Y con ese pensamiento, el sueño se apoderó por fin de él.

Se despertó sentado en el vagón en la estación de Santa Justa, mientras la gente salía del tren. Eran las once y media pasadas. Salió de la estación, se desplazó en coche a la calle Hiniesta. Falcón quería que Marisa durmiese intranquila, sabiendo que después de su conversación de aquella misma tarde había recibido una llamada amenazadora anónima y que no le daba miedo.

Mientras aparcaba en la parte posterior de la iglesia de Santa Isabel, vio que había una luz encendida en el ático, las plantas estaban iluminadas en la terraza. Tocó el timbre del interfono.

– Ya bajo -dijo Marisa.

– Soy el inspector jefe Javier Falcón.

– ¿Qué hace usted aquí? -replicó Marisa, enfadada-. Voy a salir.

– Podemos hablarlo en la calle, si quiere.

Abrió el portal desde el interfono. Falcón subió en un ascensor pequeño hasta el último piso. Marisa le dejó pasar, mientras apagaba el móvil, nerviosa, como si hubiera pedido a su cita que retrasase su llegada si no quería encontrarse con la policía.

– ¿Va a algún sitio especial? -preguntó Falcón, observando el vestido largo ceñido de color turquesa, la melena cobriza hasta los hombros, los pendientes de oro, las veintitantas pulseras de oro y plata, el perfume caro.

– Una inauguración de una galería y luego una cena.

En cuanto entró Falcón, Marisa cerró la puerta. Las manos intranquilas no sabían cómo colocarse a ambos lados del cuerpo. Las pulseras tintineaban. No le invitó a sentarse.

– Pensaba que ya habíamos hablado bastante esta tarde -dijo Marisa-. Me robó usted una hora de mi tiempo de trabajo y ahora ha irrumpido en mi rato de relajación…

– Recibí una llamada de un amigo suyo esta tarde.

– ¿Un amigo mío?

– Me dijo que no metiera la nariz en sus asuntos.

Marisa abrió los labios. No emitió ningún sonido.
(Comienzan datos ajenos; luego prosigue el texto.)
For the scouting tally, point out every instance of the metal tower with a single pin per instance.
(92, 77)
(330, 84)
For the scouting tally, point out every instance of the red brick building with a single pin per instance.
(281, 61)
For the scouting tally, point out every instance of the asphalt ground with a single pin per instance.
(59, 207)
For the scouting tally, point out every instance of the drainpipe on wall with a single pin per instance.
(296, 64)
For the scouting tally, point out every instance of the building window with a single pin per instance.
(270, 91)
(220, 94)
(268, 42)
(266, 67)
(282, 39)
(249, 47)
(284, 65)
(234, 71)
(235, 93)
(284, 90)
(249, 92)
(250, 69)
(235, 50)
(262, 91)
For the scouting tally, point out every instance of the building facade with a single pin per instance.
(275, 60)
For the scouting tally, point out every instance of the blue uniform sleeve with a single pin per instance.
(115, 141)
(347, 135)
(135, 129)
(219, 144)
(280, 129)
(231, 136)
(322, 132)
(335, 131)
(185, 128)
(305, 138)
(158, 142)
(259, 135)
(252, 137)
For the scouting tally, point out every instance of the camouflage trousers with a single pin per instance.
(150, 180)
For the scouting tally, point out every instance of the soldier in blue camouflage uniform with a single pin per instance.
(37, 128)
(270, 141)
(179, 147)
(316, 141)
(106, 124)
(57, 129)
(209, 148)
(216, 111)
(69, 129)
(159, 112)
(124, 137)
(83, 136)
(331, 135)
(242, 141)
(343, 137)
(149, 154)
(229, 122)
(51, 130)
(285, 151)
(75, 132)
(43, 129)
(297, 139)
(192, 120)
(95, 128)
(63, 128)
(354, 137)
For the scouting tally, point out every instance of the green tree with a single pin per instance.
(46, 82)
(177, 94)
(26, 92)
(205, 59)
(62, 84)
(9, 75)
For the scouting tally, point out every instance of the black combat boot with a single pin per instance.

– Fue un par de horas después de que hablásemos -dijo Falcón-. Iba camino de Madrid para ver a otro amigo suyo.

– No conozco a nadie en Madrid.

– El inspector jefe Luis Zorrita.

– No se confunda -dijo Marisa, haciendo acopio de cierta osadía-. No es amigo mío.

– Zorrita tiene tanto interés como yo en su historia -dijo Falcón-. Me ha dicho que puedo meter la nariz todo lo que quiera.

– ¿De qué me habla? -preguntó Marisa, arqueando la ceja de furia-. ¿Historia? ¿Qué historia?

– Todos tenemos alguna historia -dijo Falcón-. Todos tenemos versiones de esas historias para adaptarlas a cada ocasión. Una versión de su historia ha metido en la cárcel a Esteban Calderón. Ahora vamos a encontrar la versión verdadera, y será interesante ver en qué lugar la deja a usted.